На третьей, большеглазой смуглянке, юной и хрупкой, с темными завитками на висках, не было ничего, кроме чулок и остроносых лакированных туфель.
На серебряных подносах стояли многочисленные бутылки с винами и ликерами, недопитые хрустальные бокалы, виноград, персики, дыня, шоколадные конфеты…
Та, которая была с горжеткой, первой заметила Соколова и вскрикнула, прикрыла мехом маленькие груди. Две другие с приятным удивлением в унисон протянули:
— Ой, какой роскошный мужчина…
Рошковский счастливо улыбнулся. Он поднялся с дивана во весь свой хороший рост и, чуть пошатываясь, зацепив ногой бутылку, так что темно-красная струя полилась на ковер, с распростертыми объятиями устремился гостю навстречу:
— Вот кто нам был нужен! Сам знаменитый граф Соколов. Дай тебя, граф, обнять. И поцеловать. А мы тут играем. — Повернулся к девицам: — Сударыни, во что мы играем, а? — Махнул рукой. — В общем, во что-то. Граф, садись к нам, тоже играть будешь.
Та, которая была с горжеткой, озорно засмеялась:
— Мы будем вас растлевать.
Ее лицо Соколову показалось знакомым. Он не замедлил с ответом:
— Всю жизнь мечтал растлиться с такой красавицей, — и широко, неотразимо улыбнулся.
— Аполлинарий Николаевич, ты еще не отстал от старой привычки? — спросил Рошковский.
— Какой?
— Домой вернувшись, принять ванну.
— С удовольствием!
Рошковский позвонил в колоколец.
На пороге появилась Маша, сердито буркнула:
— Чего?
Рошковский погрозил пальцем.
— Маша, ты меня не… ты веди себя тихо. Приготовь барину ванну. — К Соколову: — А сейчас прими бокал «Марго» — любимое вино Алексея Максимовича. Пусть, — указал рукой куда-то на улицу, — вихри враждебные веют над смутьянами, злобные силы их гнетут. Они стали революционерами только потому, что не хотят работать. А вот мы заработали право наслаждаться жизнью. — Повернулся к даме с горжеткой: — Матильда, доставьте графу радость, дайте своими нежными руками бокал вина.

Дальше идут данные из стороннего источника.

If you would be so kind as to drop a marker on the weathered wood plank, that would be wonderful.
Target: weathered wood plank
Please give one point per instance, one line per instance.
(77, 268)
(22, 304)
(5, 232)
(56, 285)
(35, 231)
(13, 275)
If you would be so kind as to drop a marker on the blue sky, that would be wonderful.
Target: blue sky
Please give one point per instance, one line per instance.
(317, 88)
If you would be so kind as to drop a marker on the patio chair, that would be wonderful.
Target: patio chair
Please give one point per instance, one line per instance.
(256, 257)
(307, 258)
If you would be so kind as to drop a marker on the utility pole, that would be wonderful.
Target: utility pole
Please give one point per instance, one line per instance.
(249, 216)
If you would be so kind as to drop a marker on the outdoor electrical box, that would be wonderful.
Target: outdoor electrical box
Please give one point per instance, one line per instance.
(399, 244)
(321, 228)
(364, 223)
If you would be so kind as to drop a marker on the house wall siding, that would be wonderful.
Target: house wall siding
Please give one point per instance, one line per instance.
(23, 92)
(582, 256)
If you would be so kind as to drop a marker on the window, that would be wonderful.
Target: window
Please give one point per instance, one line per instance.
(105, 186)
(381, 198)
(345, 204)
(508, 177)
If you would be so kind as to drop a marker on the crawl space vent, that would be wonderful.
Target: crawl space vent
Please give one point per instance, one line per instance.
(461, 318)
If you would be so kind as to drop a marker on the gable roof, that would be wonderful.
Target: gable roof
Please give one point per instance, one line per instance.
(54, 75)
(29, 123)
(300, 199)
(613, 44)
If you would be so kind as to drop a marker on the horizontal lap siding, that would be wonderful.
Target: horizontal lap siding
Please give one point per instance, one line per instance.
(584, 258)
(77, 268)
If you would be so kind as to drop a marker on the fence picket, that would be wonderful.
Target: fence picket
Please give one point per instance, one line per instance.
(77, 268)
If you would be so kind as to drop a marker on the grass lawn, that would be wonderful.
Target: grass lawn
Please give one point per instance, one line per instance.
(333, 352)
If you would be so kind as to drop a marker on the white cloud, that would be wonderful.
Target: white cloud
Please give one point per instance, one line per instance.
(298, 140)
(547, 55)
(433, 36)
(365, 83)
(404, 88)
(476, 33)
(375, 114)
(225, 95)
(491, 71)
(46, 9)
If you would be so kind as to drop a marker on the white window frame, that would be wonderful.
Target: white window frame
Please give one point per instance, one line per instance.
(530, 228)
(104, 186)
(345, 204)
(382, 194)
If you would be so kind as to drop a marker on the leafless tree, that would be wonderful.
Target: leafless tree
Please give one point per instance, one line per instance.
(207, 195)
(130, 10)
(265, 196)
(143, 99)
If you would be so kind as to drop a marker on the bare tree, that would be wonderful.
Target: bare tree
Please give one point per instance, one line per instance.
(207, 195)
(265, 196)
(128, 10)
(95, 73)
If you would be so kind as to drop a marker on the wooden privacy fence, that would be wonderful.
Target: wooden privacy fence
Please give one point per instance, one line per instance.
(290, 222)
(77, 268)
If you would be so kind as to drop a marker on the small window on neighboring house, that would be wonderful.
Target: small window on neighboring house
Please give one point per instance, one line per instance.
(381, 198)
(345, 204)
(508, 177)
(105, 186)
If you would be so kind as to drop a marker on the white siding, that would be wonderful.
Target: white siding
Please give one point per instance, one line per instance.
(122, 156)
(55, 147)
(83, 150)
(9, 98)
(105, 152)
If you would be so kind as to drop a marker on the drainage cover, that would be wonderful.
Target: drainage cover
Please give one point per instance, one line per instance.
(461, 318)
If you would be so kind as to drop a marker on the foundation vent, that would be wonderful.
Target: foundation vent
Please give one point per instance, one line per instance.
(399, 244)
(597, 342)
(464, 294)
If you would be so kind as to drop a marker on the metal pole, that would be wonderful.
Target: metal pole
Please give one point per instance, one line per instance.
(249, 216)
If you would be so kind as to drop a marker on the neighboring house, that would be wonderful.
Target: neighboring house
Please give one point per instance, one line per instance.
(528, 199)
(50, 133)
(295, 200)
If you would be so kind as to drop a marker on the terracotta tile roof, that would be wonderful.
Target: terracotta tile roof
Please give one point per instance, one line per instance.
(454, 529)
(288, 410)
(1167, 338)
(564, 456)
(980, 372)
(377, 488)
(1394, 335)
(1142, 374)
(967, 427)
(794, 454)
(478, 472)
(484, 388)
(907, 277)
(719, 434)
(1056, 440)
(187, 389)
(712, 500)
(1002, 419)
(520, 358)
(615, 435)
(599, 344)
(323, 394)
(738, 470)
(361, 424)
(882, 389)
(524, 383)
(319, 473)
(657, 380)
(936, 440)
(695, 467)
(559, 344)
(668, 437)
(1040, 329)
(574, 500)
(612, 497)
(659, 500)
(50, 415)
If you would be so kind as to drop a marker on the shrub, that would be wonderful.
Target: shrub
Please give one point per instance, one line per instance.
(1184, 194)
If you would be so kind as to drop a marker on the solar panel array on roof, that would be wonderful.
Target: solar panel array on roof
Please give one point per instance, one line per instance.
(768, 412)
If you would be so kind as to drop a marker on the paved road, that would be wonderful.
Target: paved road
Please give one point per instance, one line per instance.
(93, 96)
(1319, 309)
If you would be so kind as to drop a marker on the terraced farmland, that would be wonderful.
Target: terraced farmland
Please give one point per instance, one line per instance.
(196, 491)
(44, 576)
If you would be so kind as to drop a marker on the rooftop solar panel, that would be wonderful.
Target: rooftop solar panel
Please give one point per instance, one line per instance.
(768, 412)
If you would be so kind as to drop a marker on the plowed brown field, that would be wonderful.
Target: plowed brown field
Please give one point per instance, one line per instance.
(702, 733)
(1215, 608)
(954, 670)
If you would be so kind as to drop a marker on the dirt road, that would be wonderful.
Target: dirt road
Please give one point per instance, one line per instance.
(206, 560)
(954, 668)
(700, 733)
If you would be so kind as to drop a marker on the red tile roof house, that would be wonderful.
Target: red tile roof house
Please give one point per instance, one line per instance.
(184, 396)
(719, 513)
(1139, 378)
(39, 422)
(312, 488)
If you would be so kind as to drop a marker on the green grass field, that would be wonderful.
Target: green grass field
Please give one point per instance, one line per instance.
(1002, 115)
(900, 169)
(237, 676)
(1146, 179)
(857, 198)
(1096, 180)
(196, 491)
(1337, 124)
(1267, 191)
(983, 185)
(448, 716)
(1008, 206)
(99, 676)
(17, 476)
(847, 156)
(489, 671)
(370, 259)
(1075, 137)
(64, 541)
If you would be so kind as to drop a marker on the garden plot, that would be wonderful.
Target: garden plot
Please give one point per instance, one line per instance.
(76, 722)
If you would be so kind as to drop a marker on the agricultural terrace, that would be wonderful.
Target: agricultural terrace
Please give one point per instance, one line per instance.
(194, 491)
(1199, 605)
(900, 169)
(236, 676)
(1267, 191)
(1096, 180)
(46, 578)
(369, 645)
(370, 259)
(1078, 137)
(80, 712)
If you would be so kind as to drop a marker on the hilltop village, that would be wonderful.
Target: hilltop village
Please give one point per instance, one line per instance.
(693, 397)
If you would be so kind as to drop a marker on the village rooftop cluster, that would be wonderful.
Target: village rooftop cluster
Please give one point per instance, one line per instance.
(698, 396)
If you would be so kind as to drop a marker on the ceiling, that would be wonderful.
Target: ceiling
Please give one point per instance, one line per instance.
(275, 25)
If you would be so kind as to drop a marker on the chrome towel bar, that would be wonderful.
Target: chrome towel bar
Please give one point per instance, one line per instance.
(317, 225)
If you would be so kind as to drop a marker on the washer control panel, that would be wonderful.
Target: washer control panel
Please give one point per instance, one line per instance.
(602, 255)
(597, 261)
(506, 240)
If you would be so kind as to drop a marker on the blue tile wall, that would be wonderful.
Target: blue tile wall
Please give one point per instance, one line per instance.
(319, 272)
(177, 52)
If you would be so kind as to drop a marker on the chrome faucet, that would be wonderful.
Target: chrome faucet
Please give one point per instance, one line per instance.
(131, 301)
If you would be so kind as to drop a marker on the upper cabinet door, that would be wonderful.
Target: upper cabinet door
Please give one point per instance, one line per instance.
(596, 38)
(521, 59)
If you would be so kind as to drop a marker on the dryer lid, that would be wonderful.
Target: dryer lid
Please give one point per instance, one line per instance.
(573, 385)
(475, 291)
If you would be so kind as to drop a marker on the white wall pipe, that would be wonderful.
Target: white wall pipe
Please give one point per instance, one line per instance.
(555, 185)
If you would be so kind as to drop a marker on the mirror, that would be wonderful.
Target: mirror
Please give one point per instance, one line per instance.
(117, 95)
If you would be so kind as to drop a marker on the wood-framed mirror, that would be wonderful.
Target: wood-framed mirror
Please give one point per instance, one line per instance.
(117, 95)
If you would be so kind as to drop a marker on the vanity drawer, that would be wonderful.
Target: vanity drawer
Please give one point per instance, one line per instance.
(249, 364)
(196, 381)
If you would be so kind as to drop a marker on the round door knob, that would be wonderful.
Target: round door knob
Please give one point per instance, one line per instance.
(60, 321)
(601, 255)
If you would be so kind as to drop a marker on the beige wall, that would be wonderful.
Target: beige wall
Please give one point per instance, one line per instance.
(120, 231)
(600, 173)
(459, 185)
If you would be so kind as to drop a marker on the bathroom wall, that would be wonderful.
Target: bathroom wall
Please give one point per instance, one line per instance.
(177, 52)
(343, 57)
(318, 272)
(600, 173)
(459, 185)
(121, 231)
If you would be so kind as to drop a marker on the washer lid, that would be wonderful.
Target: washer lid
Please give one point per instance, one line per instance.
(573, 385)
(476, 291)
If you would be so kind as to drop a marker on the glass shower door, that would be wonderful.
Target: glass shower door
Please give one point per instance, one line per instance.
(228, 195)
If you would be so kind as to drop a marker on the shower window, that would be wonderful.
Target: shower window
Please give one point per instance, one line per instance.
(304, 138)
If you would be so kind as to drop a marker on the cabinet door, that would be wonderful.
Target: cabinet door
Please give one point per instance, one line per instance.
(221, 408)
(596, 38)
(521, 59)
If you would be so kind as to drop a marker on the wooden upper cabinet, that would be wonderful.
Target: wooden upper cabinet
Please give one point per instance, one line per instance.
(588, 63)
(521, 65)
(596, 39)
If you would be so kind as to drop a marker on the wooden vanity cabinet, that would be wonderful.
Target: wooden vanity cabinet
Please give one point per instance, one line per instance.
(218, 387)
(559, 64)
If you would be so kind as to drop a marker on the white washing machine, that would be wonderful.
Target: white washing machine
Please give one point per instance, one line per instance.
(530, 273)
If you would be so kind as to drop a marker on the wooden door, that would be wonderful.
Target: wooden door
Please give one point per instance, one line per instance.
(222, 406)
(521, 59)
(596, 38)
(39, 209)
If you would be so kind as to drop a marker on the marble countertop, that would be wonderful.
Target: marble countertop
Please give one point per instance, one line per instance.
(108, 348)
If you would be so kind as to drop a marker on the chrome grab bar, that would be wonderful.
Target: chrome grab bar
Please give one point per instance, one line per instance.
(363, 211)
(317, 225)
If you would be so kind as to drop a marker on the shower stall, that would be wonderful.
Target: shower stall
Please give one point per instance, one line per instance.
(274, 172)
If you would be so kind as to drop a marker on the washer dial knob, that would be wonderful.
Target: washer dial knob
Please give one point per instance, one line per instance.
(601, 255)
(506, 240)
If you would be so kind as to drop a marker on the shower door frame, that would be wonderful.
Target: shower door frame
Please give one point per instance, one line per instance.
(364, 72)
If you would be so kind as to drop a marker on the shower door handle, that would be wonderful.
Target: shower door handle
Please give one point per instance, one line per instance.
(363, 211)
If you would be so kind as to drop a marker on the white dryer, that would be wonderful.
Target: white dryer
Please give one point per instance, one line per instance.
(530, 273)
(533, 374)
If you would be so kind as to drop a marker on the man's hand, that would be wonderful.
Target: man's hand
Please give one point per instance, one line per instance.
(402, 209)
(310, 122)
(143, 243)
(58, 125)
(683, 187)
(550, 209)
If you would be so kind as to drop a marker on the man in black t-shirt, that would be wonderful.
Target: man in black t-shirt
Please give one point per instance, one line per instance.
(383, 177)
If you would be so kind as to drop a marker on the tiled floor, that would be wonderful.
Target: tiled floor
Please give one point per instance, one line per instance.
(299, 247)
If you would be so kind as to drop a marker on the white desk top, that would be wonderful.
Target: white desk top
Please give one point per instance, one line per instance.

Матильда, вся какая-то подтянутая, сильная, но вместе с тем словно невесомая, воздушная, утопая в ковре узкими ступнями и уже совершенно не стесняясь собственной наготы, тщательно пробритого лобка, стремительно подошла с бокалом к Соколову, взглянула на него сквозь густые ресницы бешеными глазами:
— Вы можете смеяться надо мной, это ваше право. Еще в те давние времена, когда вся Россия с восхищением говорила о вас, я в спальне повесила открытку с вашим портретом. Смешно, не правда ли?
Соколов ничего не ответил, лишь поцеловал ее маленькое блестящее плечо. Матильда, не обращая внимания на окружающих, продолжала исповедоваться:
— Однажды в коляске я проезжала мимо «Астории», и спутник указал мне на вас, выходившего из подъезда. Все замерло во мне, сердце затрепетало. Я готова была отдать всех поклонников за вас, единственного. И не было дня, чтобы я не думала о вас, Аполлинарий. Теперь вижу вас рядом, мне это кажется чем-то нереальным, чудным сном, и вы еще более привлекательны… — Она протянула бокал. — Пейте, граф!
Соколов поднял бокал, обвел взглядом присутствующих:
— За женскую красоту, вечно манящую и вечно таинственную! — Смакуя, медленно выпил.
Рошковский сказал:
— Граф, сегодня это все мои пациентки. Лечу их от ипохондрии. Оказывается, чем богаче и знаменитей человек, тем он более одинок и несчастен. Вот так! Особенно если это красивая женщина. Позволь представить гостей. Слева, на которой парижская шляпка с вуалью, солистка Мариинской оперы, ее зовут тоже по-опер ному — Рогнеда. Голос божественный, неповторимый!
Рогнеда подняла руку и чарующим грудным голосом пропела фразу из «Аскольдовой могилы» Верстовского:
Скажи, Всеслав, ты молишься уж с нами?
И в этой хижине ты будешь жить со мной?
Рошковский продолжал:
— А вот эта очаровательная юница, с кокетливыми завитками на висках, уже снимается в фильмах — Алеся Светогорская…
Девица откликнулась:
— Я артистка с Кыева. Вы у нас бували? У нас самые гарни дивчата. Я играю в театре Соловцова, что в самом конце Николаевской улицы.
Соколов спросил:
— Светогорская — имя сценическое?
— Конечно! А природное — Алеся Пшоно, но в театре Соловцова мне сказали: «Це не шибко звучно, це имя крестьянское!»